Après une vaine tentative de rachat de Chelsea, il a obtenu le contrôle de la stratégie sportive des Red Devils tout en laissant la mainmise sur la manne économique à la famille Glazer, désormais copropriétaire. Le club a peu changé : rentable mais assez désespérant sur les terrains de Premier League, glissant du 8e rang en 2023-2024 au 15e la saison passée.
Le 4 décembre, les partenaires de Leny Yoro ont concédé un nul contre West Ham (1-1) alors que le podium était enfin à leur portée. Le 8 décembre au soir, à Wolverhampton, l’urgence sera d’inverser la dynamique (une victoire en cinq matchs) qui a replongé dans le doute les joueurs de Ruben Amorim. L’embellie a été brève. Jim Ratcliffe a foi en l’entraîneur portugais, nommé il y a un peu plus d’un an, et le dit souvent.

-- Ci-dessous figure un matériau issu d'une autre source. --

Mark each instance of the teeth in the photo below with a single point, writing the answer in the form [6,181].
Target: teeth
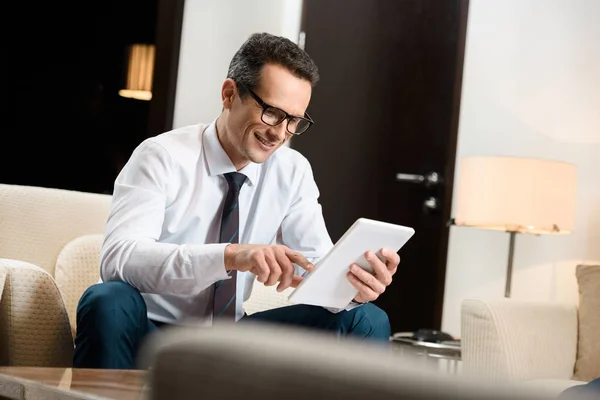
[263,141]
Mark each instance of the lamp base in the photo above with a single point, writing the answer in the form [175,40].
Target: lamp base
[509,267]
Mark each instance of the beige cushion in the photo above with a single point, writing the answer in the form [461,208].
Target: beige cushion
[266,298]
[77,268]
[515,340]
[38,222]
[587,365]
[34,327]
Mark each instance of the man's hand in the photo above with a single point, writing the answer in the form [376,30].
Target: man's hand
[371,286]
[270,263]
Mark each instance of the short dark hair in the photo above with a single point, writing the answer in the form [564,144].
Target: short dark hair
[264,48]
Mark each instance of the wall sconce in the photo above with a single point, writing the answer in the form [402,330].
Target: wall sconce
[140,71]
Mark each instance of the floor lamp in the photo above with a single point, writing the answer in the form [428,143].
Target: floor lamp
[516,195]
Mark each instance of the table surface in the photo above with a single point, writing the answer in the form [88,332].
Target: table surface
[78,383]
[451,348]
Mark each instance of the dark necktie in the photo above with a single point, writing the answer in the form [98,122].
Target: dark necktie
[225,290]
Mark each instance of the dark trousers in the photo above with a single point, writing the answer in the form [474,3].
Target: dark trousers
[112,322]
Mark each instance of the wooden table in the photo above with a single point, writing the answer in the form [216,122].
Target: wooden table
[21,383]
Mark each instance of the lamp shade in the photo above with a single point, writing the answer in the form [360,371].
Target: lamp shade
[140,70]
[516,194]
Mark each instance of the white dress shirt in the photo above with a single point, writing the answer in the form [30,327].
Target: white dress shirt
[163,227]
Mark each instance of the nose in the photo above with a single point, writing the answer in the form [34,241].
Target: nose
[278,132]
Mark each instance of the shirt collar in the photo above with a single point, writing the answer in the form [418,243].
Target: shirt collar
[219,162]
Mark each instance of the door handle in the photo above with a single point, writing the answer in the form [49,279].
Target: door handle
[430,179]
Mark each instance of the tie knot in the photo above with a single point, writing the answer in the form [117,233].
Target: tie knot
[235,180]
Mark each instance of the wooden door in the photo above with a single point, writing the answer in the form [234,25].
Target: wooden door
[386,108]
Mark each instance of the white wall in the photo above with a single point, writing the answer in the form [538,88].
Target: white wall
[531,88]
[212,32]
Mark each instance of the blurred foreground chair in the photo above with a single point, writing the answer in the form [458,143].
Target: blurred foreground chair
[266,362]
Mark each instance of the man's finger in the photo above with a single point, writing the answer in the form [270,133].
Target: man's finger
[287,271]
[296,280]
[367,279]
[274,270]
[365,292]
[300,260]
[379,267]
[260,267]
[392,258]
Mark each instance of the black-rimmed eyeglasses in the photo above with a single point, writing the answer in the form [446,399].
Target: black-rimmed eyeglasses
[273,116]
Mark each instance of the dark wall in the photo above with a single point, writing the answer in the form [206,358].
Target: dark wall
[66,122]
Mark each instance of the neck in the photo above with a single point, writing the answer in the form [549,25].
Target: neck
[238,160]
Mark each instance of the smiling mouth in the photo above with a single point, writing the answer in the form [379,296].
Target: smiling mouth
[265,142]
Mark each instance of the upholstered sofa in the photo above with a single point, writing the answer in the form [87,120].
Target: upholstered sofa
[551,345]
[49,254]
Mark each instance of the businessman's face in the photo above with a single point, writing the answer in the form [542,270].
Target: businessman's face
[248,130]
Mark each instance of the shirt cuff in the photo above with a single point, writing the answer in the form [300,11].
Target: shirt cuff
[352,305]
[208,263]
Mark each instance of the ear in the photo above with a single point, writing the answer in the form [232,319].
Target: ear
[228,93]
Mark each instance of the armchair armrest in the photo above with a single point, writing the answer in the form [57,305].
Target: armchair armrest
[513,340]
[34,326]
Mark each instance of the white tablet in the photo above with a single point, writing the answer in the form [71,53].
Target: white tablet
[327,285]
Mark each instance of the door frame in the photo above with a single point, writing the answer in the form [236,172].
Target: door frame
[463,12]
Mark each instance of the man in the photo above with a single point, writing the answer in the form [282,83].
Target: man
[196,212]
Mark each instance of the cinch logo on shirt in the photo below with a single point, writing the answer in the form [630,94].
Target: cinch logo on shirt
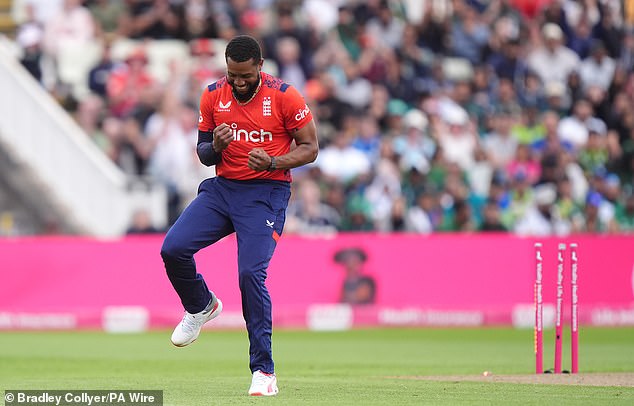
[302,113]
[266,106]
[224,107]
[253,136]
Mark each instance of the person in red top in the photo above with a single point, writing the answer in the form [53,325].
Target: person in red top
[254,128]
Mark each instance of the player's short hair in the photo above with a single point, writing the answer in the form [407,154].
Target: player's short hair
[242,48]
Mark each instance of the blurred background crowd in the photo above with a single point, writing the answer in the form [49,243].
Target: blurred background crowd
[433,115]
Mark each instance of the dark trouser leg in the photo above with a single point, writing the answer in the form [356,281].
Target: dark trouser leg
[258,226]
[202,223]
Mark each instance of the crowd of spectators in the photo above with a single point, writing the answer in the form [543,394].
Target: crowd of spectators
[433,115]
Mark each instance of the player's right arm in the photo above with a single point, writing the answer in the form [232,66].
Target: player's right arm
[210,138]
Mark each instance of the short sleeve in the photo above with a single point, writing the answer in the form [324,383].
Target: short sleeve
[205,118]
[296,112]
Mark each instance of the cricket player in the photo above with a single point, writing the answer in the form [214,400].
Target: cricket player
[254,128]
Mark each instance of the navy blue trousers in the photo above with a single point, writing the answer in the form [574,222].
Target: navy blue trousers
[255,211]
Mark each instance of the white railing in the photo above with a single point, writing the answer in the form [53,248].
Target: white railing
[81,179]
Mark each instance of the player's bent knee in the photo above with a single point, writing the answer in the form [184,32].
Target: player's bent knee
[171,252]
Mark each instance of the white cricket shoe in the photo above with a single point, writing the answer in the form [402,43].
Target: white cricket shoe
[188,329]
[263,384]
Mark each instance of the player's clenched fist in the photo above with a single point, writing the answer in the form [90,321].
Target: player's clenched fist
[222,137]
[259,160]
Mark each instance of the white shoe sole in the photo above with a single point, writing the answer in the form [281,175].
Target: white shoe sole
[211,316]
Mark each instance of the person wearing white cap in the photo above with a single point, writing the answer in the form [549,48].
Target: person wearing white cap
[541,218]
[552,61]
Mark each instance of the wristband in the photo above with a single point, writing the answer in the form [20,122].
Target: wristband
[273,165]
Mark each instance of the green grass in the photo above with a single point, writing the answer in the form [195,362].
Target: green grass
[343,368]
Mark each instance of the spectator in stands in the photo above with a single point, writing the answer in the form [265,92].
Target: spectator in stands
[392,80]
[288,56]
[500,145]
[552,61]
[598,68]
[468,34]
[99,75]
[492,218]
[29,38]
[71,27]
[307,214]
[358,288]
[126,83]
[540,218]
[156,19]
[625,215]
[141,224]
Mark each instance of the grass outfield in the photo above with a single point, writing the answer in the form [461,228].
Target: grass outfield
[361,367]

Cette fois, Jim Ratcliffe se tait
La semaine qui se termine restera pourtant l’une des pires depuis qu’il a investi dans le football, en novembre 2017 au FC Lausanne-Sport. Le club suisse a été sorti de la Coupe par un adversaire de deuxième division. En championnat, l’équipe de Peter Zeidler lutte pour le maintien. Les liens avec l’OGC Nice, étroits lorsque Julien Fournier était le directeur football du club, se sont relâchés.